In the United States, over 14 million people are living with cancer, and that number is expected to increase to 18 million by 2020. Thanks to many decades of advances in therapies, someone diagnosed with cancer today now has a 67 percent chance of living five years or longer. With the promise of immunotherapies and cancer moonshot efforts, a sense of optimism that we can defeat cancer is growing.
With cures on the horizon, now is the time to invest in preparing the health care system for the economic impact. While reimbursement strategies currently focus on costs and benefits of a treatment in the short-term, a year or two, we will need a long-term view to realize the true benefits of medical advances.
“We grossly underinvest in disease prevention and cures,” Dana Goldman, director of University of Southern California’s Schaeffer Center for Health Policy and Economics, said. “When viewed through a long-term lens, these treatments may be well worth the money, but people are focused on the cost per pill, which is hardly the right metric.”
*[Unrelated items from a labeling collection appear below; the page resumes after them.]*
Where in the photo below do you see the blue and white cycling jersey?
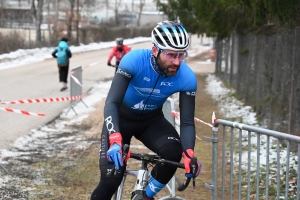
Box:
[117,49,197,114]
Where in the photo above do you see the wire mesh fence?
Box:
[215,28,300,150]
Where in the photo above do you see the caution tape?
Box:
[0,107,45,117]
[0,95,83,104]
[171,110,216,127]
[70,74,82,86]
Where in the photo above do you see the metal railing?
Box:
[205,119,300,200]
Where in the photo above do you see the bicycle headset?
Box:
[116,38,123,44]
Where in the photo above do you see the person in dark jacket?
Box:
[52,38,72,91]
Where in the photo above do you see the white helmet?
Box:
[151,21,190,51]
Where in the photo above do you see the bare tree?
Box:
[137,0,145,26]
[31,0,44,43]
[67,0,75,40]
[76,0,81,45]
[47,1,52,45]
[53,0,60,38]
[114,0,121,26]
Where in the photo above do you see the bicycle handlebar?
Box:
[106,144,197,191]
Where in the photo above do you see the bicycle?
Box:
[107,144,197,200]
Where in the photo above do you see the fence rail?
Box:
[205,119,300,200]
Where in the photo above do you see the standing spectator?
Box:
[107,38,131,73]
[52,38,72,91]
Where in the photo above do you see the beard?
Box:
[157,56,180,76]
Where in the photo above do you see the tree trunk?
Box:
[76,0,80,45]
[47,1,52,46]
[53,0,60,38]
[67,0,74,40]
[31,0,44,43]
[137,0,145,26]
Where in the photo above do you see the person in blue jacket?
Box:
[52,38,72,91]
[91,21,201,200]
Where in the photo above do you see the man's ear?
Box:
[152,45,158,57]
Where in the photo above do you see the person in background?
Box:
[52,38,72,91]
[91,21,202,200]
[107,38,131,73]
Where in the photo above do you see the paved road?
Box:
[0,35,212,149]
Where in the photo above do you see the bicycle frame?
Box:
[107,145,197,200]
[113,161,185,200]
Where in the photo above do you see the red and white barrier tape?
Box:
[0,107,45,117]
[70,74,82,86]
[0,95,83,104]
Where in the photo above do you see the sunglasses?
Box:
[159,49,187,61]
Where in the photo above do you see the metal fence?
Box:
[205,119,300,200]
[215,28,300,145]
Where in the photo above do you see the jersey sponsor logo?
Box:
[149,182,160,193]
[116,68,131,78]
[144,77,150,82]
[168,137,180,142]
[131,100,157,110]
[186,92,196,96]
[160,82,173,86]
[105,116,116,134]
[99,134,106,158]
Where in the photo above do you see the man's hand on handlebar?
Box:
[182,149,202,179]
[106,132,130,170]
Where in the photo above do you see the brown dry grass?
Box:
[34,74,230,200]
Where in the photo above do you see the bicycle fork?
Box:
[131,162,149,200]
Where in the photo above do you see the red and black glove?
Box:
[182,149,202,178]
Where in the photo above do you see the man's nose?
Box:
[172,56,181,65]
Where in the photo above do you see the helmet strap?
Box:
[154,49,167,76]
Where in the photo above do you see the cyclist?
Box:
[91,21,201,200]
[107,38,131,73]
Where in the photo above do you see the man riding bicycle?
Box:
[107,38,131,72]
[91,21,201,200]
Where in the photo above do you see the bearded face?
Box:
[157,53,181,76]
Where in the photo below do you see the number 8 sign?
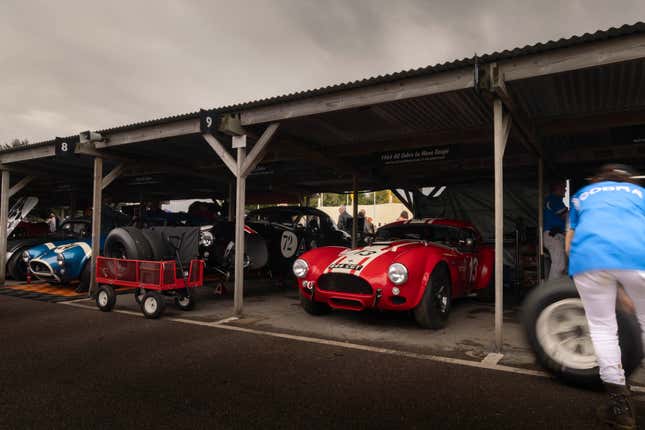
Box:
[55,137,76,156]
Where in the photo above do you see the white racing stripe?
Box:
[324,242,418,275]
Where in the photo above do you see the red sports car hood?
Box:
[323,241,425,275]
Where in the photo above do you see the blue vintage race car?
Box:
[22,212,125,292]
[23,239,92,290]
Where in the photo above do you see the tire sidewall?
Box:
[522,277,643,387]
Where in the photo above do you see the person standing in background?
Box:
[336,205,353,233]
[396,211,410,221]
[543,182,568,279]
[566,164,645,429]
[47,212,58,233]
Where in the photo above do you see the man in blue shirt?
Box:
[543,182,568,279]
[566,164,645,429]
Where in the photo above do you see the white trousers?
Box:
[573,270,645,385]
[542,231,567,279]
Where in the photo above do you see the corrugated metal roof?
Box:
[5,22,645,152]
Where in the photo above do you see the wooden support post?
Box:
[202,123,279,316]
[89,157,103,297]
[0,170,11,285]
[69,191,77,218]
[233,138,246,317]
[352,175,358,248]
[227,181,236,222]
[242,122,280,177]
[493,98,511,353]
[101,163,125,189]
[537,157,544,283]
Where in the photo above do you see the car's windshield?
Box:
[248,211,300,225]
[60,221,90,235]
[375,224,459,246]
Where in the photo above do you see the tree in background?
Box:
[310,190,400,206]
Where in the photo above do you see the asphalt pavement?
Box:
[0,296,632,429]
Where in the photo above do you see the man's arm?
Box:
[564,229,575,255]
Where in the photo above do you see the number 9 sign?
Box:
[199,109,218,133]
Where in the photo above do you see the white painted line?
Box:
[214,317,240,325]
[481,352,504,366]
[55,302,645,393]
[58,297,91,305]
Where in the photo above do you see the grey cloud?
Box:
[0,0,645,142]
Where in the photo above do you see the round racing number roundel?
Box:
[280,230,298,258]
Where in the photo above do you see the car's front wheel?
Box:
[522,277,643,386]
[413,264,451,329]
[7,249,27,281]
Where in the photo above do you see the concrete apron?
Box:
[66,280,645,386]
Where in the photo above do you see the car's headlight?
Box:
[199,231,213,248]
[387,263,408,285]
[293,258,309,278]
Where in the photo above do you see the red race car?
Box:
[293,219,494,329]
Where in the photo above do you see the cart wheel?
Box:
[134,288,146,306]
[96,285,116,312]
[141,291,166,319]
[175,294,195,311]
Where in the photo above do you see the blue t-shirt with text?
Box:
[569,181,645,276]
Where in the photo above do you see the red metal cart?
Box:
[96,257,204,318]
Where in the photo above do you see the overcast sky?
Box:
[0,0,645,143]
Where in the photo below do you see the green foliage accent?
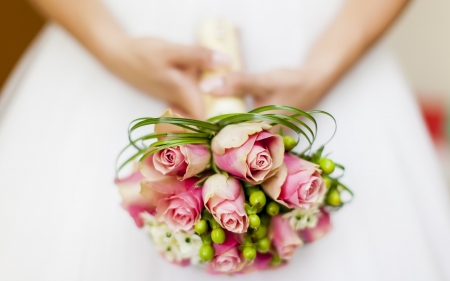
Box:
[117,105,339,178]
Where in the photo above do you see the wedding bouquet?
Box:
[116,105,352,274]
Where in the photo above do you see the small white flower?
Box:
[283,206,320,230]
[141,212,202,264]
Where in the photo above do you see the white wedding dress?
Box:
[0,0,450,281]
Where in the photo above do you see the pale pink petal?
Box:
[213,135,257,179]
[181,144,211,180]
[140,177,186,207]
[211,123,271,155]
[284,153,320,175]
[140,154,164,180]
[202,174,241,202]
[261,163,288,206]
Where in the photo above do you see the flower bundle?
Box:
[116,105,352,274]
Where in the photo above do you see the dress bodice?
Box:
[100,0,342,70]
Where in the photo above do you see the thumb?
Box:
[173,45,231,70]
[200,72,271,98]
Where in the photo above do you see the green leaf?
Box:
[130,117,219,132]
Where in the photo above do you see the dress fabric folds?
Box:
[0,0,450,281]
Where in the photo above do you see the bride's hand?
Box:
[104,38,228,119]
[204,69,324,110]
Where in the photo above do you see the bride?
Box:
[0,0,450,281]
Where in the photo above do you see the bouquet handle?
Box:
[199,19,247,118]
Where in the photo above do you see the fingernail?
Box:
[211,52,231,66]
[200,76,224,93]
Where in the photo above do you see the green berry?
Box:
[248,215,261,229]
[270,254,281,265]
[283,136,297,151]
[323,178,331,189]
[249,190,266,208]
[242,247,256,260]
[198,245,214,261]
[253,224,267,239]
[266,202,280,216]
[195,220,208,235]
[211,228,225,244]
[256,237,270,253]
[327,189,342,206]
[319,158,336,175]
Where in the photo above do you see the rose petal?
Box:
[261,163,288,207]
[211,123,271,155]
[154,108,187,134]
[140,177,186,208]
[181,144,211,180]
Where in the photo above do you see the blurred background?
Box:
[0,0,450,182]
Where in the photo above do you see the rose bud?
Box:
[211,123,284,184]
[141,144,211,180]
[141,109,211,180]
[140,177,187,209]
[114,167,156,227]
[156,183,203,231]
[210,233,247,273]
[269,215,303,260]
[202,174,249,233]
[262,153,327,209]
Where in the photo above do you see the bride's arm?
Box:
[30,0,227,118]
[206,0,408,109]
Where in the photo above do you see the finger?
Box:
[169,103,194,118]
[200,73,273,98]
[172,45,231,70]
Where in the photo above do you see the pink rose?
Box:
[140,177,187,209]
[269,215,303,260]
[202,174,248,233]
[211,123,284,184]
[141,109,211,180]
[299,210,332,243]
[262,153,327,209]
[114,167,155,227]
[141,144,211,180]
[156,183,203,231]
[210,232,246,273]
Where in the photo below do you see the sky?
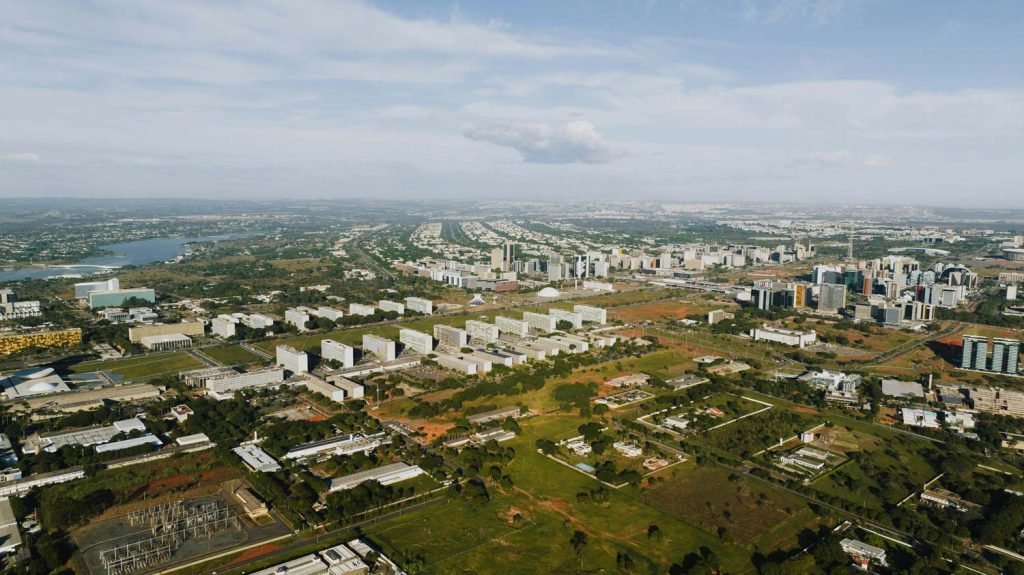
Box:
[0,0,1024,208]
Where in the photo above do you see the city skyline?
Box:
[0,0,1024,203]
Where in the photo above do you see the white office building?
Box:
[398,327,434,355]
[362,334,397,361]
[406,298,434,315]
[285,308,309,331]
[276,346,309,373]
[495,315,529,338]
[548,308,583,329]
[377,300,406,315]
[348,304,377,315]
[751,325,817,348]
[466,319,500,344]
[572,304,608,323]
[522,311,556,334]
[321,340,355,367]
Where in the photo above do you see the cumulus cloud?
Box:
[465,120,617,164]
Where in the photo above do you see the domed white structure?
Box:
[537,285,561,298]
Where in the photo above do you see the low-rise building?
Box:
[751,325,817,349]
[399,327,434,355]
[231,443,281,473]
[328,461,423,493]
[362,334,395,361]
[276,346,309,373]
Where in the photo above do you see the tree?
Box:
[569,529,589,566]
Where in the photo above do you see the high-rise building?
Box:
[276,346,309,373]
[398,327,434,355]
[362,334,395,361]
[321,340,355,367]
[430,323,468,353]
[818,283,846,311]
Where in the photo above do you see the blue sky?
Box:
[0,0,1024,207]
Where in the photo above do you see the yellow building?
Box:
[0,327,82,355]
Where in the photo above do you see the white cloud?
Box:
[864,153,896,168]
[793,149,853,168]
[0,151,43,164]
[465,120,617,164]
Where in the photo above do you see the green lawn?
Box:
[71,351,205,381]
[202,345,263,365]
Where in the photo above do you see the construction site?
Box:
[75,496,288,575]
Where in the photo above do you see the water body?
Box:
[0,234,237,282]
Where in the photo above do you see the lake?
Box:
[0,235,237,282]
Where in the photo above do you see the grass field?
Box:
[203,345,263,365]
[367,416,754,575]
[642,462,813,545]
[71,351,205,381]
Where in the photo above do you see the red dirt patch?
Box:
[228,543,281,565]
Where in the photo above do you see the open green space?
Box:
[203,345,263,365]
[71,351,205,381]
[642,462,813,545]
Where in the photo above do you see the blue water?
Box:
[0,235,234,282]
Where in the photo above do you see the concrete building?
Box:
[285,307,310,331]
[210,315,239,340]
[88,288,157,309]
[316,306,345,321]
[818,283,846,312]
[231,443,281,473]
[751,325,817,349]
[348,304,377,315]
[572,304,608,324]
[434,353,481,375]
[434,323,469,350]
[406,298,434,315]
[362,334,397,361]
[321,340,355,367]
[276,346,309,373]
[968,388,1024,417]
[128,321,206,344]
[466,319,501,344]
[398,327,434,355]
[139,334,191,351]
[377,300,406,315]
[328,461,423,493]
[285,432,387,461]
[495,315,529,338]
[75,277,121,300]
[548,308,583,329]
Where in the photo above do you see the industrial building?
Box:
[321,340,355,367]
[276,346,309,373]
[231,443,281,473]
[362,334,395,361]
[285,432,387,460]
[398,327,432,355]
[138,334,191,351]
[328,461,423,492]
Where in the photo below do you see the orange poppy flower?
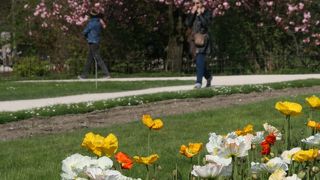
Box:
[114,152,133,169]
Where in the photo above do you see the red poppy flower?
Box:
[260,141,271,155]
[265,133,276,145]
[114,152,133,169]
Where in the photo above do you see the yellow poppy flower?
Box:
[180,143,202,158]
[103,133,119,157]
[142,114,163,130]
[142,114,154,128]
[235,124,253,136]
[81,132,118,157]
[306,95,320,109]
[275,101,302,116]
[292,149,318,162]
[307,120,320,130]
[133,154,159,165]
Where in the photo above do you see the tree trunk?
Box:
[166,4,183,72]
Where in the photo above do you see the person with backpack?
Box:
[186,0,212,89]
[78,10,110,79]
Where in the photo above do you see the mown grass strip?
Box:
[0,79,320,124]
[0,80,193,103]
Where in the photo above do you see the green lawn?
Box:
[0,80,193,101]
[0,92,320,180]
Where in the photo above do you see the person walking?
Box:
[78,10,110,79]
[186,0,212,89]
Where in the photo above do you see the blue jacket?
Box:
[82,17,102,44]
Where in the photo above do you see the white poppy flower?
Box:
[206,155,232,166]
[301,133,320,146]
[251,157,288,173]
[97,156,113,170]
[269,169,301,180]
[191,163,232,178]
[84,167,105,180]
[263,123,282,141]
[281,147,301,164]
[218,136,251,158]
[206,133,224,155]
[251,131,264,144]
[61,153,93,180]
[285,174,301,180]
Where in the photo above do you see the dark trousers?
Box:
[196,53,211,84]
[82,43,110,77]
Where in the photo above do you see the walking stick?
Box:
[93,58,98,89]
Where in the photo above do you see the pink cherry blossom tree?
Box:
[25,0,320,71]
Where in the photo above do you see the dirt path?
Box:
[0,86,320,141]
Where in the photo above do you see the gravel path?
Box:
[0,74,320,112]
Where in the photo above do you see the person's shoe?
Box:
[194,83,201,89]
[78,75,86,79]
[206,76,212,87]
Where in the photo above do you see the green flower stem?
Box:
[286,116,291,150]
[146,165,149,180]
[147,129,151,156]
[231,156,237,180]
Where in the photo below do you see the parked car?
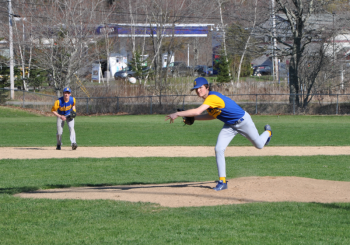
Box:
[164,61,193,77]
[114,66,149,80]
[208,66,219,76]
[193,65,209,77]
[253,65,272,76]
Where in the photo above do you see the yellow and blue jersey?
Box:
[51,97,75,116]
[203,91,245,124]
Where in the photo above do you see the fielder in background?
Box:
[51,88,78,150]
[165,77,272,191]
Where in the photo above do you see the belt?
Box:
[232,117,244,125]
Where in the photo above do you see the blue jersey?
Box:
[203,91,245,124]
[51,97,75,116]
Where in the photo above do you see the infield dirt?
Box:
[5,146,350,207]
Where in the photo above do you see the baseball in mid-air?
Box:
[128,77,136,84]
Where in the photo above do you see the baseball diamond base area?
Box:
[0,146,350,207]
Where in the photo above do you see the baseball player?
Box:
[51,88,78,150]
[165,77,272,191]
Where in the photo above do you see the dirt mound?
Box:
[16,177,350,207]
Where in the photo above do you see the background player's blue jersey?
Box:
[51,97,75,116]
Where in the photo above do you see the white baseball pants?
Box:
[215,112,270,177]
[56,117,77,145]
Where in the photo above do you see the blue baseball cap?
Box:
[63,88,72,93]
[191,77,209,91]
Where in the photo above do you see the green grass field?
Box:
[0,107,350,244]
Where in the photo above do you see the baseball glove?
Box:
[67,111,77,120]
[177,109,194,125]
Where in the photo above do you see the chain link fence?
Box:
[0,89,350,115]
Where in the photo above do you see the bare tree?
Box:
[276,0,328,106]
[19,0,113,96]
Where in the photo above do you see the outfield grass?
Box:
[0,107,350,147]
[0,107,350,244]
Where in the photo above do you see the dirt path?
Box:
[0,146,350,159]
[6,146,350,207]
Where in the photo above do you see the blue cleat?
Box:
[264,124,272,145]
[213,180,227,191]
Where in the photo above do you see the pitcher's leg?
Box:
[56,117,64,145]
[215,124,238,177]
[235,112,270,149]
[67,119,77,145]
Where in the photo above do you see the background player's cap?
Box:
[191,77,208,91]
[63,88,72,93]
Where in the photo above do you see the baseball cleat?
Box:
[264,124,272,145]
[213,180,227,191]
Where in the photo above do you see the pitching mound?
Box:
[16,177,350,207]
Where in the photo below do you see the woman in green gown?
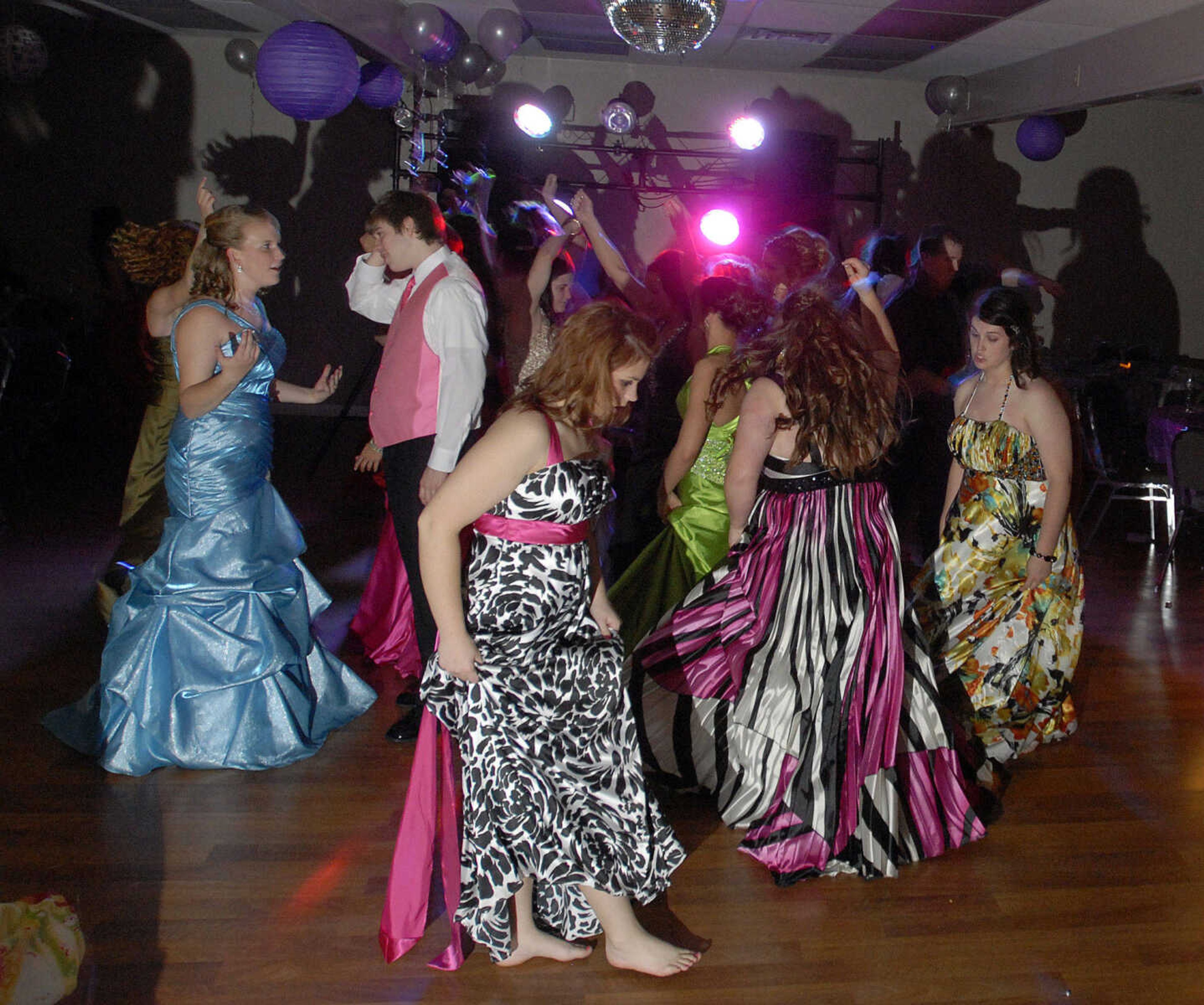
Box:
[609,276,772,652]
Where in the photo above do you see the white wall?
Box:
[170,36,1204,357]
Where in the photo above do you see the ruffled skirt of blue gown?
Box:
[45,482,376,775]
[43,327,376,775]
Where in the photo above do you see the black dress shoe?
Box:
[384,705,423,743]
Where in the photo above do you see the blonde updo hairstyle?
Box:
[192,206,281,306]
[510,294,656,429]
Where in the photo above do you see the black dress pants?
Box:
[383,436,435,666]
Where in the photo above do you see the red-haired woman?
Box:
[382,302,697,976]
[633,259,984,886]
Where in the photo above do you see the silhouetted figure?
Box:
[886,225,966,561]
[1054,168,1180,364]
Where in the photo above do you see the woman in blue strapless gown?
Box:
[43,206,376,775]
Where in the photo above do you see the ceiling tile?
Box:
[856,7,995,42]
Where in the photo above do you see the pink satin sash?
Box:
[380,710,465,970]
[472,513,590,545]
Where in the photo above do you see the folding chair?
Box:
[1078,396,1175,551]
[1154,429,1204,593]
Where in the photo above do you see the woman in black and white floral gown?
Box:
[419,302,697,976]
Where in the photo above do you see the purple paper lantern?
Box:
[355,63,406,109]
[1016,116,1065,160]
[255,20,360,122]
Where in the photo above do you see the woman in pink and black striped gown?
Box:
[632,259,985,886]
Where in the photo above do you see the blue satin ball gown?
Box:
[43,300,376,775]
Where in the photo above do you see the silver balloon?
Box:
[225,39,259,75]
[477,7,531,63]
[598,98,639,136]
[923,76,970,116]
[397,4,447,56]
[0,24,49,82]
[448,42,489,83]
[477,59,506,87]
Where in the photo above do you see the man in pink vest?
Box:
[347,192,489,742]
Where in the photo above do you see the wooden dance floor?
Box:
[0,424,1204,1005]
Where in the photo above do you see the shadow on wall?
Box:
[1054,168,1180,360]
[203,101,395,401]
[897,125,1074,284]
[0,5,193,489]
[0,6,193,306]
[201,120,309,340]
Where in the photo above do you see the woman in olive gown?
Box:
[609,276,771,652]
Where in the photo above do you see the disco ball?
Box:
[598,99,639,136]
[0,24,48,81]
[393,105,414,129]
[606,0,726,56]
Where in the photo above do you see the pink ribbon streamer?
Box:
[380,710,465,970]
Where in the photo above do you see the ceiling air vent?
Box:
[741,28,832,46]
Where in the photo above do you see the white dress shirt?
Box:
[347,245,489,471]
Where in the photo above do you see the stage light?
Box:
[698,210,741,247]
[514,103,552,140]
[598,98,639,136]
[727,116,764,151]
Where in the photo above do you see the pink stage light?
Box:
[698,210,741,248]
[727,116,764,151]
[514,104,552,140]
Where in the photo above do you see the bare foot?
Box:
[606,932,700,977]
[497,929,594,966]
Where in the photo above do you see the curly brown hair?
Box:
[707,289,898,478]
[761,226,832,289]
[108,219,198,289]
[190,206,281,304]
[510,300,656,429]
[698,276,773,341]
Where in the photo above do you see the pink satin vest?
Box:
[368,265,448,447]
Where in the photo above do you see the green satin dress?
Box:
[608,346,739,653]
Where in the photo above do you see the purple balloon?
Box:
[355,61,406,109]
[448,42,489,83]
[400,4,467,66]
[255,20,360,122]
[1016,116,1065,160]
[477,7,531,63]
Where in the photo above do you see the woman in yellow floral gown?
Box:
[915,288,1084,762]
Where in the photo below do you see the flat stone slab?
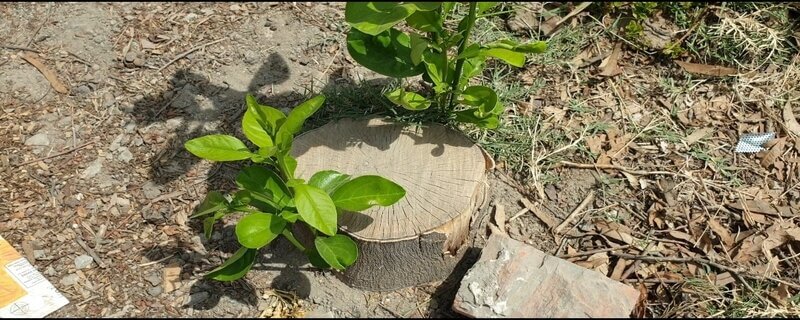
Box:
[453,234,639,318]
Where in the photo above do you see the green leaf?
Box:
[242,94,285,148]
[236,166,292,210]
[278,95,325,140]
[203,217,217,239]
[386,88,431,110]
[456,43,481,59]
[331,176,406,211]
[281,210,300,223]
[422,50,448,85]
[411,33,428,65]
[206,247,258,281]
[203,211,228,239]
[344,2,417,36]
[459,86,497,116]
[278,153,297,179]
[236,212,286,249]
[308,170,350,194]
[231,190,253,207]
[245,94,286,136]
[347,28,425,78]
[405,2,442,11]
[314,234,358,270]
[190,191,228,218]
[406,11,442,32]
[514,41,547,53]
[482,48,525,67]
[458,55,486,89]
[456,108,500,129]
[475,2,499,14]
[184,134,253,162]
[294,184,341,236]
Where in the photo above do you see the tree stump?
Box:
[292,118,493,291]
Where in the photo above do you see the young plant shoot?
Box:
[185,95,406,281]
[345,2,547,129]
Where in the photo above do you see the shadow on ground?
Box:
[130,53,394,310]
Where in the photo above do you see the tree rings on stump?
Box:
[292,118,490,291]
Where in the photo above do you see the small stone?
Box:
[59,273,80,287]
[147,286,164,297]
[145,273,161,286]
[142,181,161,200]
[75,254,94,269]
[453,234,639,318]
[117,147,133,163]
[103,92,117,108]
[186,291,210,306]
[183,13,197,22]
[25,133,50,146]
[125,50,136,62]
[75,85,92,96]
[166,118,183,130]
[81,158,103,179]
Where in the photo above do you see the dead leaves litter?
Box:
[675,60,737,77]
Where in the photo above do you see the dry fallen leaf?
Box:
[761,138,786,169]
[20,52,69,93]
[685,127,714,145]
[162,263,181,293]
[708,218,733,249]
[769,283,792,306]
[783,103,800,137]
[675,60,737,77]
[600,42,622,77]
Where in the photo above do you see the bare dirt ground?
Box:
[0,2,800,317]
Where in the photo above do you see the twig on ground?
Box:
[611,252,767,303]
[75,236,107,269]
[0,45,42,53]
[14,141,94,168]
[558,244,631,259]
[156,38,228,72]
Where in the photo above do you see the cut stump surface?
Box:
[292,118,488,291]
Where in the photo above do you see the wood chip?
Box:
[761,138,786,169]
[162,263,181,293]
[684,128,714,145]
[20,52,69,93]
[600,42,622,77]
[494,204,506,234]
[783,103,800,137]
[725,200,800,218]
[675,60,738,77]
This focus on immediate costs is what Goldman calls “short-termism” in health care. In a Harvard Business Review article, he and co-author Amitabh Chandra, the director of health policy research at the Harvard Kennedy School of Government, argue that the problem stems from the way patients, employers, health care providers and even the government are overly concerned with immediate costs and take a shortsighted view of benefits.
When viewed through a long-term lens, these treatments may be well worth the money, but people are focused on the cost per pill, which is hardly the right metric.
The reaction to breakthrough hepatitis C treatments is an excellent example of short-termism, according to Goldman. The newest treatments not only cure infected patients but also prevent the virus but being spread, reducing long-term medical costs for both the treated patient and everyone protected from future infection.
Health economists believe a value-driven system is needed to address this issue. For cancer, such a system would recognize the value of a cure while also taking into account the price of the therapy.
One way to move toward a value-driven system may be to lengthen insurance contracts. “There is nothing magical about a one-year contract; perhaps we could go to three years to start,” Goldman said. “To protect patients, we could provide a way for patients to change plans sooner if they believe they are being harmed by theirs.”
Other suggestions offered by Goldman involve side payments between plans. If a patient with cancer moved between plans after an expensive treatment, for example, the new insurer would pay the original for a portion of the cost of that treatment. Conversely, if the original plan denied the patient access to an expensive but valuable therapy, they would be required to compensate the new insurer.
Another idea involves insurers making a series of payments to pharmaceutical companies for as long as a patient remains in remission. “This annuitizes the high upfront cost and makes price dependent on performance,” Goldman said. “We are seeing the private sector take steps in these directions.” For instance, insurers Cigna and Aetna have both made similar deals for a new heart-failure treatment.
Regulatory issues regarding the length of insurance contracts and payments between insurers as well as the current inability of insurers to track treatment results over time are major roadblocks to revamping the health care system but can be overcome, according to Goldman. A far greater obstacle may be changing how we think and process information—and overcoming our tendency to favor emotionally driven short-term gains over more reasonable long-term goals.
“While we are starting to understand the biology behind decision-making, we can’t do much about it yet,” Goldman explained. “My rational brain—like everyone else’s—tells me that I shouldn’t eat doughnuts, but I always end up at the doughnut shop.”